|
Research, Planning, and Design: Market-Rate & Affordable Housing Assignments
- For the Philadelphia Housing Authority, the Housing Authority of the City of Los Angeles, and the Housing Authority of New Orleans, AREA developed AREA Rents, a rental housing database and associated pricing model that determines rents for units using Housing Choice certificates and vouchers. AREA will provide annual updates to keep the Philadelphia and Los Angeles databases current.
- The Chicago Department of Housing commissioned AREA to assess the housing situation for the city's senior residents. Our exhaustive research—accompanied by surveys, focus groups, and interviews—led to major policy recommendations and suggestions for innovative financing mechanisms.
- AREA was part of a team assembled by The Urban Institute to investigate the Low-Income Housing Tax Credit (LIHTC) program for the Department of Housing and Urban Development. AREA interviewed staff of HUD and of credit-allocating agencies to learn how LIHTC is being combined with other HUD programs to produce viable housing developments.
- AREA was the prime contractor on a two-year nationwide analysis of housing for persons with disabilities in federally subsidized Section 202, 162, and 811 projects.
- AREA helped assess the nationwide portfolio of over 15,000 HUD-insured apartment properties to ascertain the financial viability of converting these properties from subsidized to market-rate use.
- AREA developed affordable housing strategy for the City of Seattle in response to escalating housing costs.
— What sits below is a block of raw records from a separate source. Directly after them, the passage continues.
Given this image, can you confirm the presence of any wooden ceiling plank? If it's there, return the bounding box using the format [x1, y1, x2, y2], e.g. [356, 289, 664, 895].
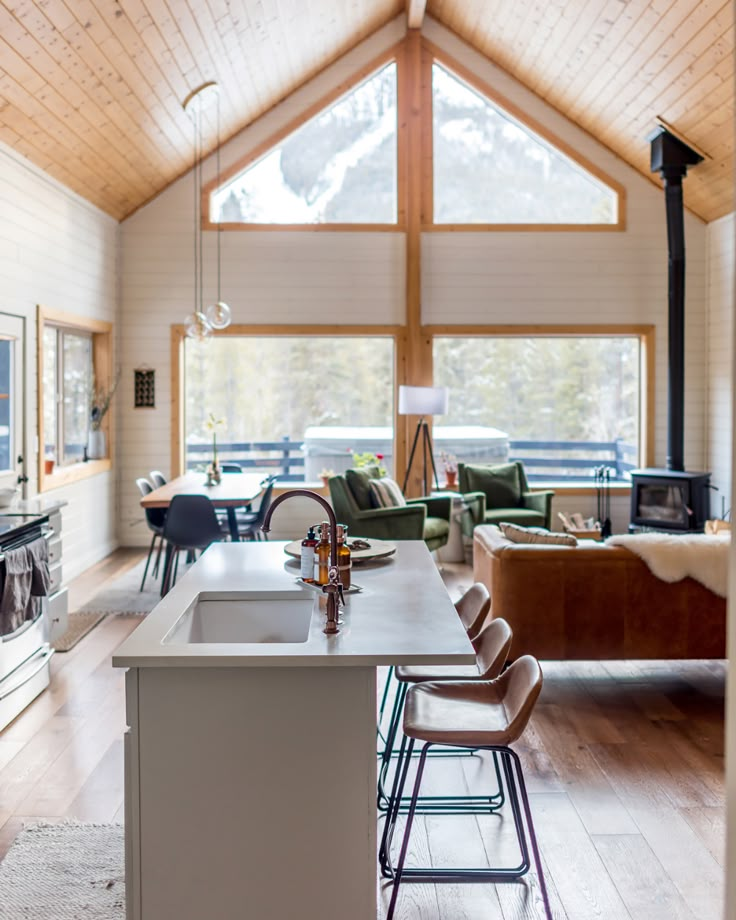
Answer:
[0, 39, 158, 199]
[578, 0, 722, 127]
[0, 79, 127, 213]
[609, 25, 734, 149]
[3, 4, 175, 187]
[584, 4, 733, 137]
[64, 0, 196, 160]
[406, 0, 427, 29]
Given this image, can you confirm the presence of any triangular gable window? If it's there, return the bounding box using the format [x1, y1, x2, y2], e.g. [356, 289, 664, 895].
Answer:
[210, 63, 397, 225]
[432, 63, 618, 225]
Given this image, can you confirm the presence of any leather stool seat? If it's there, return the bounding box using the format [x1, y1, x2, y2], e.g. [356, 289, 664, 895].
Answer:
[404, 655, 542, 747]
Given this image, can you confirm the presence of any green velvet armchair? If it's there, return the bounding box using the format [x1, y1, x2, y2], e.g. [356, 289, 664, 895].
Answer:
[328, 466, 452, 550]
[457, 460, 555, 530]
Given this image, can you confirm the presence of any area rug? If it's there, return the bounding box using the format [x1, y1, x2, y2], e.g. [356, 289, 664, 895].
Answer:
[0, 824, 125, 920]
[51, 613, 105, 652]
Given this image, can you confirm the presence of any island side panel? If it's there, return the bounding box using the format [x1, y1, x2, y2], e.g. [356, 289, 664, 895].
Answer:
[136, 667, 376, 920]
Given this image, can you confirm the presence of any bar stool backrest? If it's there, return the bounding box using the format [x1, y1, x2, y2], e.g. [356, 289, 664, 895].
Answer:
[164, 495, 223, 549]
[455, 581, 491, 640]
[135, 476, 166, 533]
[473, 617, 513, 680]
[495, 655, 542, 744]
[148, 470, 166, 489]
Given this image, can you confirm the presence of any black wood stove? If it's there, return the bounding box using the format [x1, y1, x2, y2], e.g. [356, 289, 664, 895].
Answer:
[629, 128, 710, 533]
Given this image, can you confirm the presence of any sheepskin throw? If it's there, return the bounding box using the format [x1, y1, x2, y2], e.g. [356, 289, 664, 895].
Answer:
[606, 533, 731, 597]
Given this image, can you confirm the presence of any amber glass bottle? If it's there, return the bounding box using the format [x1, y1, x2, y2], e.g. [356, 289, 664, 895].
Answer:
[317, 521, 330, 585]
[337, 524, 353, 591]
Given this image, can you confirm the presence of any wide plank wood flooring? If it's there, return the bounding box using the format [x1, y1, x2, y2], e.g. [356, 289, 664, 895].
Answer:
[0, 550, 726, 920]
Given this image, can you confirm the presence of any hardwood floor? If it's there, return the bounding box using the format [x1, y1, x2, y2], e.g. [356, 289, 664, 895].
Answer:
[0, 550, 726, 920]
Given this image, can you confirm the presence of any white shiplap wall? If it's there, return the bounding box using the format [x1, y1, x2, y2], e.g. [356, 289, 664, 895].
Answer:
[706, 213, 736, 516]
[119, 14, 706, 544]
[0, 145, 119, 581]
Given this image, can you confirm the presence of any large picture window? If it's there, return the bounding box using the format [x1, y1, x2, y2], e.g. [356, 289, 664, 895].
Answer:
[43, 325, 94, 466]
[38, 305, 113, 492]
[433, 334, 645, 484]
[210, 63, 398, 225]
[432, 63, 618, 225]
[183, 331, 395, 482]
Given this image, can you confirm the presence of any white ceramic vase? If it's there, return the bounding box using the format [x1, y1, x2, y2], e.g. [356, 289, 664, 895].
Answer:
[87, 428, 107, 460]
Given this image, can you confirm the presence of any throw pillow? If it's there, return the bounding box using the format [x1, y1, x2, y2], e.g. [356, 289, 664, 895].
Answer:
[370, 477, 406, 508]
[498, 523, 578, 546]
[345, 466, 378, 511]
[465, 463, 521, 510]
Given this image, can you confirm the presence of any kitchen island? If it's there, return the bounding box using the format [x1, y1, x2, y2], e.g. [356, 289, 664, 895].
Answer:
[113, 541, 474, 920]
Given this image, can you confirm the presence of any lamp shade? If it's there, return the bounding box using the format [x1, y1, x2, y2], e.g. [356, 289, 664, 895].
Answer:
[399, 386, 447, 415]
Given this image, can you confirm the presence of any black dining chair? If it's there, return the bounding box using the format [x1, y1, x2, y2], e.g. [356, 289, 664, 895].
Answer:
[148, 470, 168, 489]
[236, 476, 276, 540]
[135, 477, 166, 591]
[161, 495, 225, 597]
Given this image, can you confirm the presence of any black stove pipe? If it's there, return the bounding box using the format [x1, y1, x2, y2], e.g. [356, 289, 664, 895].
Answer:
[647, 128, 703, 472]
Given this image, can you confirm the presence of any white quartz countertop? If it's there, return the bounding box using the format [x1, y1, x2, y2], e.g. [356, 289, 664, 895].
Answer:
[113, 540, 475, 668]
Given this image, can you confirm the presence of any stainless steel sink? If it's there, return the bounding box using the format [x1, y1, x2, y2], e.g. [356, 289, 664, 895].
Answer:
[162, 590, 314, 645]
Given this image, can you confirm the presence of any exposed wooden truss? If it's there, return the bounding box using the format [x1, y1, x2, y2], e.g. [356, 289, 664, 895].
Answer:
[0, 0, 734, 220]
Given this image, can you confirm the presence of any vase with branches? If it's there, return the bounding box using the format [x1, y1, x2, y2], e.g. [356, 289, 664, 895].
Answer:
[87, 371, 120, 460]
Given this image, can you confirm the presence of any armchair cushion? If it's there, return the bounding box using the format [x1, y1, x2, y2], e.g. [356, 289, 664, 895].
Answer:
[465, 463, 522, 508]
[368, 476, 406, 508]
[345, 466, 380, 511]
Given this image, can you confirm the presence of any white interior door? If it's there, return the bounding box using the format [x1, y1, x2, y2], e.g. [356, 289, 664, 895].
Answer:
[0, 313, 26, 493]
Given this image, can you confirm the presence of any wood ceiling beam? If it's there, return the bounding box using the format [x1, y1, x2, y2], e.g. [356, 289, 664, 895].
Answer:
[406, 0, 427, 29]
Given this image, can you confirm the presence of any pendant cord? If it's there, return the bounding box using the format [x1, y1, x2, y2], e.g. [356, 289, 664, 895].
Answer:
[216, 93, 222, 303]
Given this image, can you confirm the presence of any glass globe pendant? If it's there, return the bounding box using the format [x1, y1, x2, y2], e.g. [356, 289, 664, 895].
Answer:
[184, 310, 212, 342]
[204, 300, 231, 329]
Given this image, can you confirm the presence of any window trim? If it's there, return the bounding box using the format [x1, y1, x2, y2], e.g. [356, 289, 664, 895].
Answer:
[36, 304, 115, 493]
[423, 324, 656, 495]
[171, 323, 406, 478]
[200, 41, 407, 233]
[421, 39, 626, 233]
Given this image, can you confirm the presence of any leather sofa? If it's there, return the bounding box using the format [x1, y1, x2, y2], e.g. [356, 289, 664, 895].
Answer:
[473, 526, 726, 660]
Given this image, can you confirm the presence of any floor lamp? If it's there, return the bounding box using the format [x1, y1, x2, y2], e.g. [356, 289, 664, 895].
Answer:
[399, 386, 447, 495]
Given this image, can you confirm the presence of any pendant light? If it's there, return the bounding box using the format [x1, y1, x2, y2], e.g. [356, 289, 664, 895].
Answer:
[182, 80, 230, 342]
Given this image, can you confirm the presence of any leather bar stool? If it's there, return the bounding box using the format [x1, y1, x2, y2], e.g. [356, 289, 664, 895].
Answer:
[377, 581, 491, 758]
[380, 655, 553, 920]
[378, 620, 512, 812]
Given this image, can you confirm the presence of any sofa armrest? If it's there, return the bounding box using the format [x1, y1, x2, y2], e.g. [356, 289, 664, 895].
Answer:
[521, 489, 555, 530]
[407, 495, 452, 521]
[352, 505, 427, 540]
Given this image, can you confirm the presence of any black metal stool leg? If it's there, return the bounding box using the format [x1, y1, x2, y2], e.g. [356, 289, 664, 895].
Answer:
[140, 534, 158, 591]
[386, 739, 429, 920]
[509, 748, 553, 920]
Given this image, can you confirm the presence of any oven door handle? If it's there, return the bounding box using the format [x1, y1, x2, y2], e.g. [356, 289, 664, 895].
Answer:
[0, 645, 54, 701]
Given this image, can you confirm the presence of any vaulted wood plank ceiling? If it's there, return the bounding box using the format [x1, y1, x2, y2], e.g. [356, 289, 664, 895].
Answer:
[0, 0, 734, 220]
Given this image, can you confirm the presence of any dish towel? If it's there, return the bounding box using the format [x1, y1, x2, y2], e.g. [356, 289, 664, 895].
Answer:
[0, 546, 34, 636]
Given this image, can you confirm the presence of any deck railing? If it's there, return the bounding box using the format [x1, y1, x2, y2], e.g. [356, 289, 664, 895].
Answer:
[187, 436, 637, 482]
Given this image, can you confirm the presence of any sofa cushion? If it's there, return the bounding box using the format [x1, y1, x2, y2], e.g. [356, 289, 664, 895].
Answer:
[465, 463, 521, 508]
[368, 476, 406, 508]
[498, 522, 578, 546]
[345, 466, 379, 511]
[484, 508, 545, 527]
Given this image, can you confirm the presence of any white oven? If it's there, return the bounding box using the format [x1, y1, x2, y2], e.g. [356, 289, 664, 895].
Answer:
[0, 515, 54, 731]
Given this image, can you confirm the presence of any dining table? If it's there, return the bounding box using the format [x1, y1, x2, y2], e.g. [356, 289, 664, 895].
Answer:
[141, 470, 264, 543]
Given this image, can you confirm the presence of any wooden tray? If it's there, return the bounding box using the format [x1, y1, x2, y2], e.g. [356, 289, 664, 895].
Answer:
[284, 537, 396, 565]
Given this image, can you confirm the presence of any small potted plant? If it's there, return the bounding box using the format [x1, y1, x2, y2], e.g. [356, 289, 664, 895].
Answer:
[204, 412, 225, 486]
[440, 450, 457, 489]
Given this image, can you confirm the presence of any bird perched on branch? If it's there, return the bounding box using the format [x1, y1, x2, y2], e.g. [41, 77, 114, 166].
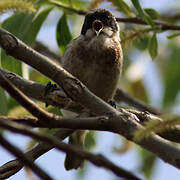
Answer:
[62, 9, 123, 170]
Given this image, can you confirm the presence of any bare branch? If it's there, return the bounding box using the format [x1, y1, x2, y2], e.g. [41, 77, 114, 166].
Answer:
[0, 129, 73, 179]
[0, 28, 180, 168]
[34, 42, 61, 63]
[0, 134, 52, 180]
[0, 120, 139, 180]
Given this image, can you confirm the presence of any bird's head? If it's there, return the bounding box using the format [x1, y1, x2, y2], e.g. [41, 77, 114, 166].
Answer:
[81, 9, 119, 37]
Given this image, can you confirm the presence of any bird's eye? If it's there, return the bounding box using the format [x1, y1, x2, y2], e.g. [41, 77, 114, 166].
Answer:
[92, 20, 103, 31]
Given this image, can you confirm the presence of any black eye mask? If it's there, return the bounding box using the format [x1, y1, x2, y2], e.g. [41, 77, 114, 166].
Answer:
[81, 9, 118, 35]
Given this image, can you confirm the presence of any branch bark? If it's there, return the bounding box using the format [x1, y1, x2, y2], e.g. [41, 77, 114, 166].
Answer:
[0, 26, 180, 168]
[0, 120, 140, 180]
[0, 134, 53, 180]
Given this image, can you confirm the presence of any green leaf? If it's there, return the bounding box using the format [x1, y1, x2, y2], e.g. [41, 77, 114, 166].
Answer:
[23, 6, 53, 46]
[85, 131, 96, 150]
[167, 33, 180, 39]
[148, 33, 158, 59]
[112, 0, 133, 17]
[0, 88, 8, 116]
[56, 14, 72, 53]
[144, 8, 160, 19]
[163, 45, 180, 108]
[139, 148, 156, 179]
[131, 0, 154, 27]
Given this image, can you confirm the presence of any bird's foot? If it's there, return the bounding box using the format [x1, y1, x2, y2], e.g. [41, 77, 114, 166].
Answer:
[44, 81, 58, 107]
[107, 99, 117, 109]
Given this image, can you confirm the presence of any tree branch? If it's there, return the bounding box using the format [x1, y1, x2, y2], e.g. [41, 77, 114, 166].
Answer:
[114, 87, 162, 115]
[0, 134, 52, 180]
[0, 120, 139, 180]
[0, 28, 180, 168]
[0, 129, 74, 179]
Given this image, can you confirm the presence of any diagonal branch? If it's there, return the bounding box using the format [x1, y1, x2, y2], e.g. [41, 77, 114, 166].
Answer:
[0, 120, 139, 180]
[0, 134, 52, 180]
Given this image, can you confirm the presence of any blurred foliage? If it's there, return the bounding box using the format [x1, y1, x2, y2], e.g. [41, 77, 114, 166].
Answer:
[139, 148, 157, 179]
[0, 0, 180, 179]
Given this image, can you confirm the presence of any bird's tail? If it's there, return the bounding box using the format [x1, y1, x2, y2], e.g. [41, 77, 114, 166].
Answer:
[64, 130, 87, 170]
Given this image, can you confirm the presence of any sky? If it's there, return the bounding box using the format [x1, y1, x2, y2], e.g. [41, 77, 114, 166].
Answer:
[0, 0, 180, 180]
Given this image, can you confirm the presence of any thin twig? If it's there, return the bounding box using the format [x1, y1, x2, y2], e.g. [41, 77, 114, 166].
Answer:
[0, 134, 52, 180]
[114, 87, 162, 115]
[0, 120, 139, 180]
[0, 28, 180, 168]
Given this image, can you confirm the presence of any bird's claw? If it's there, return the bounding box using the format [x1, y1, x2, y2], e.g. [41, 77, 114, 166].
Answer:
[108, 99, 117, 109]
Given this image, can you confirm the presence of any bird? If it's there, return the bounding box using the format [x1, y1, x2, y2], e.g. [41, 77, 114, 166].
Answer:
[62, 8, 123, 170]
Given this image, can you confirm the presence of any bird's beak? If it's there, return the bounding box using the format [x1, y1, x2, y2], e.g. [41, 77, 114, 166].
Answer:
[92, 20, 103, 36]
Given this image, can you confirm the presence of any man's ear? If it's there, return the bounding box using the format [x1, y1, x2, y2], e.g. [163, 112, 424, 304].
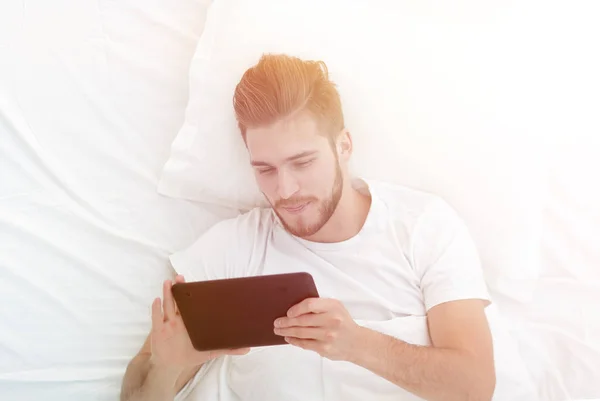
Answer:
[337, 128, 352, 161]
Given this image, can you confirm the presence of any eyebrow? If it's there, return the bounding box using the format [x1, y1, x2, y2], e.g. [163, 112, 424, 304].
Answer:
[250, 150, 317, 167]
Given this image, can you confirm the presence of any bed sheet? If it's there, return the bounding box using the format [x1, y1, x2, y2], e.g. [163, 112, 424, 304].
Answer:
[0, 0, 237, 401]
[498, 138, 600, 401]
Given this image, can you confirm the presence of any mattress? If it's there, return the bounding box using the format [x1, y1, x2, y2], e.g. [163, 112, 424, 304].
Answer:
[0, 0, 600, 401]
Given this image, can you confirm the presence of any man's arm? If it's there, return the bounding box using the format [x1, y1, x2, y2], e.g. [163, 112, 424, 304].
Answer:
[120, 334, 202, 401]
[349, 300, 496, 401]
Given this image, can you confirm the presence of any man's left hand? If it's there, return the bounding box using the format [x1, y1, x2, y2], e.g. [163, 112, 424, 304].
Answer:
[274, 298, 362, 361]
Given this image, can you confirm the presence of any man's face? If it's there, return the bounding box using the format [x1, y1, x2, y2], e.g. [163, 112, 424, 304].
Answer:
[246, 113, 343, 237]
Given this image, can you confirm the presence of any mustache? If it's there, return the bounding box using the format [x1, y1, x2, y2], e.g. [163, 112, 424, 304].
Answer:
[275, 197, 316, 208]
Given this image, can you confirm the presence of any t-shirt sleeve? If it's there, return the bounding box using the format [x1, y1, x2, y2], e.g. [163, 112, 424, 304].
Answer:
[412, 199, 490, 311]
[169, 218, 250, 282]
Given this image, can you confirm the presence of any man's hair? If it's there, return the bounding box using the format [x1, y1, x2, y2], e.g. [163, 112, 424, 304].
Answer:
[233, 54, 344, 142]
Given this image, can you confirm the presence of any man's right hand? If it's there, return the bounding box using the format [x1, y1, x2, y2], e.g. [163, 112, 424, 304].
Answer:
[150, 275, 250, 370]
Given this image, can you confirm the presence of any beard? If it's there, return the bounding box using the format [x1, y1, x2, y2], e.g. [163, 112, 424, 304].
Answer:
[272, 163, 344, 238]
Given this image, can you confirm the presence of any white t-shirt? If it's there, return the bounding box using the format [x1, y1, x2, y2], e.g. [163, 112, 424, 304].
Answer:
[171, 181, 489, 401]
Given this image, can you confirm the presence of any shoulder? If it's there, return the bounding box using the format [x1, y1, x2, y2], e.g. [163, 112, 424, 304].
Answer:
[169, 208, 275, 280]
[200, 207, 275, 240]
[369, 182, 458, 233]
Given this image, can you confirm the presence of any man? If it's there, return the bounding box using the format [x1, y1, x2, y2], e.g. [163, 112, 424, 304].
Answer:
[121, 55, 495, 401]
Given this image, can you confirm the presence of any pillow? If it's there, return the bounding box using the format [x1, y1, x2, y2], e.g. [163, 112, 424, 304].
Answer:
[159, 0, 545, 301]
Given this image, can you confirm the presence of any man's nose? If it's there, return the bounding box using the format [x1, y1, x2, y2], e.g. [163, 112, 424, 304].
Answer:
[277, 170, 298, 199]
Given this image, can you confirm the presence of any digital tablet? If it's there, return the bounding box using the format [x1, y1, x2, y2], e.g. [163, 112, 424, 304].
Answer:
[172, 272, 319, 351]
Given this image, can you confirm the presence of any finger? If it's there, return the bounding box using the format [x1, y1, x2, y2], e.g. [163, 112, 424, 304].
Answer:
[152, 298, 163, 331]
[163, 280, 175, 320]
[274, 327, 326, 340]
[287, 298, 334, 317]
[274, 313, 330, 327]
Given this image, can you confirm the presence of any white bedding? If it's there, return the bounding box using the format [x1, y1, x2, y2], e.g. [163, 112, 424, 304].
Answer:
[0, 0, 600, 401]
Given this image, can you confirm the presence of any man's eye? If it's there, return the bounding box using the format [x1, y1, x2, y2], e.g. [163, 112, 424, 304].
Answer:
[296, 160, 313, 167]
[258, 168, 273, 174]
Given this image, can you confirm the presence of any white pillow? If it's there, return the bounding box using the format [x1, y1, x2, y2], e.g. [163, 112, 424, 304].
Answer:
[159, 0, 545, 300]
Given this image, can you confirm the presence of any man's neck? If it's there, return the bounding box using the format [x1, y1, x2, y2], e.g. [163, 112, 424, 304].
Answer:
[305, 185, 371, 243]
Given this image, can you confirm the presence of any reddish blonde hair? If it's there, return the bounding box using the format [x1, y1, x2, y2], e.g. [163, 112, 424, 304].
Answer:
[233, 54, 344, 142]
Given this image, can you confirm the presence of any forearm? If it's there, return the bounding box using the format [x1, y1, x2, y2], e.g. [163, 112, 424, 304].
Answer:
[121, 355, 181, 401]
[351, 328, 495, 401]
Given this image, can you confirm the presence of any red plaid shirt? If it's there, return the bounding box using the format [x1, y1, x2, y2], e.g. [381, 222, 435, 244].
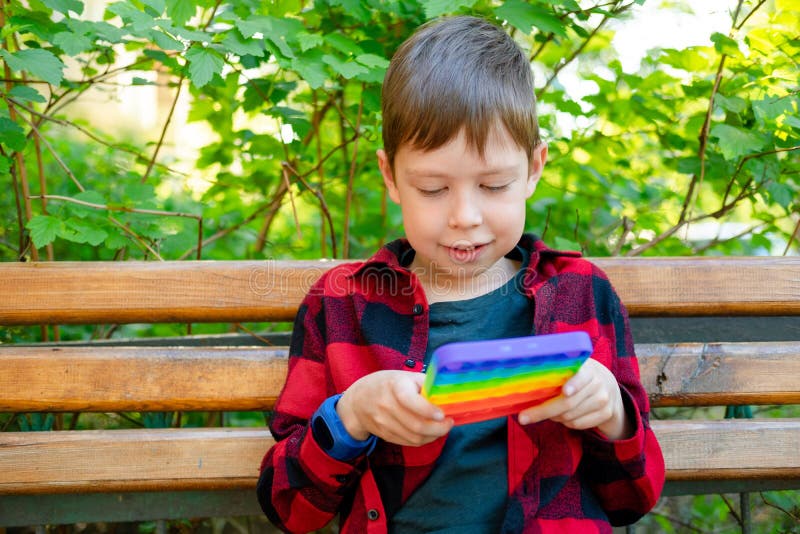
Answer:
[258, 235, 664, 533]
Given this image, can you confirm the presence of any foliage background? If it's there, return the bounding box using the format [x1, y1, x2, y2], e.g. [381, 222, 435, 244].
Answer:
[0, 0, 800, 532]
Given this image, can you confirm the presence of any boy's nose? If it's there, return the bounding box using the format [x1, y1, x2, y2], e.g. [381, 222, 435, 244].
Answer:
[448, 198, 483, 228]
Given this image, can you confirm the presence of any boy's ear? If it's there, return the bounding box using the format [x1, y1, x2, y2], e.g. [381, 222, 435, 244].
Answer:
[525, 141, 547, 198]
[375, 148, 400, 204]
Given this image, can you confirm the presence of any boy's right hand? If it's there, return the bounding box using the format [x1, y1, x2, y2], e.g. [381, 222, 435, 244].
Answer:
[336, 371, 453, 446]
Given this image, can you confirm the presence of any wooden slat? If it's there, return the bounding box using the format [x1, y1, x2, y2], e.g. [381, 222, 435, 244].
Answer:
[0, 346, 288, 412]
[0, 342, 800, 412]
[0, 428, 273, 495]
[636, 341, 800, 406]
[0, 419, 800, 495]
[0, 257, 800, 325]
[652, 419, 800, 480]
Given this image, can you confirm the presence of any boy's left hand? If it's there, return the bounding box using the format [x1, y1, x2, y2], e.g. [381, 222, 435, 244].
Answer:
[519, 358, 634, 440]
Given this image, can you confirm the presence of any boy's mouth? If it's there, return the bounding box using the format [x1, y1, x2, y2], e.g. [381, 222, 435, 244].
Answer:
[447, 243, 486, 263]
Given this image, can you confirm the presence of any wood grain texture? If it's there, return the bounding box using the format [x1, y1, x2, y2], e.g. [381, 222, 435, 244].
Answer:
[652, 419, 800, 481]
[0, 420, 800, 495]
[0, 428, 273, 494]
[0, 257, 800, 325]
[0, 342, 800, 412]
[0, 346, 288, 412]
[636, 341, 800, 406]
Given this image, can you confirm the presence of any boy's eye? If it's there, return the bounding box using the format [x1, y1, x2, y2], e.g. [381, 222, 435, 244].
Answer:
[418, 187, 445, 197]
[483, 184, 511, 193]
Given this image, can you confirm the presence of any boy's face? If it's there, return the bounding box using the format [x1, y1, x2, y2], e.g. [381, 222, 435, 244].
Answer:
[378, 128, 547, 287]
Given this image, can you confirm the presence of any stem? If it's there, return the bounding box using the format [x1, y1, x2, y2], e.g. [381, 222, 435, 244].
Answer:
[342, 83, 364, 258]
[5, 95, 187, 176]
[783, 220, 800, 256]
[31, 195, 202, 220]
[281, 166, 303, 239]
[6, 99, 86, 196]
[283, 162, 337, 258]
[141, 74, 186, 183]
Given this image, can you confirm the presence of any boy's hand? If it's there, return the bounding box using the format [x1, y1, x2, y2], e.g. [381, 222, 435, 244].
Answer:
[519, 358, 634, 440]
[336, 371, 453, 446]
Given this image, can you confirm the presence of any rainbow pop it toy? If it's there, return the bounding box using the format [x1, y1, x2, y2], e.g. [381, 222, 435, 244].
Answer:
[422, 332, 592, 425]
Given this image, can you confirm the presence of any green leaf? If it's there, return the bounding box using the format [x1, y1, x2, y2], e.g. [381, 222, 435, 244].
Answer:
[42, 0, 83, 15]
[150, 30, 186, 52]
[494, 0, 567, 37]
[710, 124, 764, 161]
[125, 182, 156, 206]
[325, 33, 364, 56]
[422, 0, 475, 19]
[234, 16, 273, 39]
[141, 0, 166, 16]
[0, 117, 27, 152]
[714, 94, 747, 113]
[106, 2, 155, 32]
[0, 48, 64, 87]
[69, 191, 106, 219]
[553, 236, 581, 250]
[356, 54, 389, 69]
[222, 30, 264, 57]
[156, 19, 212, 43]
[291, 53, 328, 89]
[25, 215, 61, 248]
[186, 46, 225, 87]
[53, 32, 92, 56]
[8, 85, 47, 103]
[269, 34, 294, 59]
[322, 54, 369, 80]
[87, 21, 125, 44]
[167, 0, 196, 26]
[711, 32, 741, 56]
[103, 232, 128, 250]
[296, 32, 325, 52]
[767, 182, 795, 209]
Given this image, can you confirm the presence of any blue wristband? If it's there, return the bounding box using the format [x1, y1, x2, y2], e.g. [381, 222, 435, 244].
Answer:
[311, 394, 378, 461]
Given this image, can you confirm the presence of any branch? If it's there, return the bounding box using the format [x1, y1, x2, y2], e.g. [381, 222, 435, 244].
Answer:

The policy goal was to reduce the housing burden for moderate-income households without diverting resources from programs that assist households in the lowest income categories.
- Other selected market-rate & affordable housing analyses
Research, Planning, and Design: Public-Housing-Related Projects
- AREA has produced a major report on the "Experiences of Public Housing Agencies that Established Time Limit Policies under the MTW Demonstration."
Recipients of housing assistance under the U.S. Department of Housing and Urban Development's (HUD) Public Housing and Housing Choice Voucher programs can keep their benefits as long as they remain income eligible and abide by program requirements.
Under HUD's Moving to Work (MTW) demonstration, however, a small number of housing agencies that administer these programs chose to impose time limits on various program benefits, including housing assistance.
This AREA report documents their rationale for doing so, companion policy and programmatic changes they made in conjunction with time limits, their design decisions and implementation experiences and, to the extent knowable, effects on recipients and housing agencies.
- Public housing authorities across the country use
AREA Rents, AREA's rent reasonableness model.
- AREA has provided financial analyses and crafted development strategies for rental and for-sale housing in HOPE VI development efforts throughout the country. Among them are projects in Cincinnati, Ohio; Decatur, Illinois; and Alexandria, Virginia.
- The Chicago Housing Authority (CHA) engaged AREA and The Laubacher Company to prepare an overview of the Chicago regional and inner-city housing market—to help determine the prospects for market absorption of CHA's proposed developments and to develop a framework for evaluating developers' costs (both acquisition and total development costs).
- Working with various teams, AREA performed market studies for the Section 202 viability assessments required by HUD. Analyses involved determining whether the neighborhood around the public housing is a viable setting for residential redevelopment for both low- and moderate-income households.
- Other selected public-housing-related analyses
Research, Planning, and Design: Home Health Hazards Research
- AREA is assisting Westat, Inc., in the design of the American Healthy Homes Survey, which will track changes in lead and other analytes over time.
- AREA reviewed Seattle's HomeWise Program and recommended program design and procedural changes to increase the effectiveness of this housing rehabilitation program.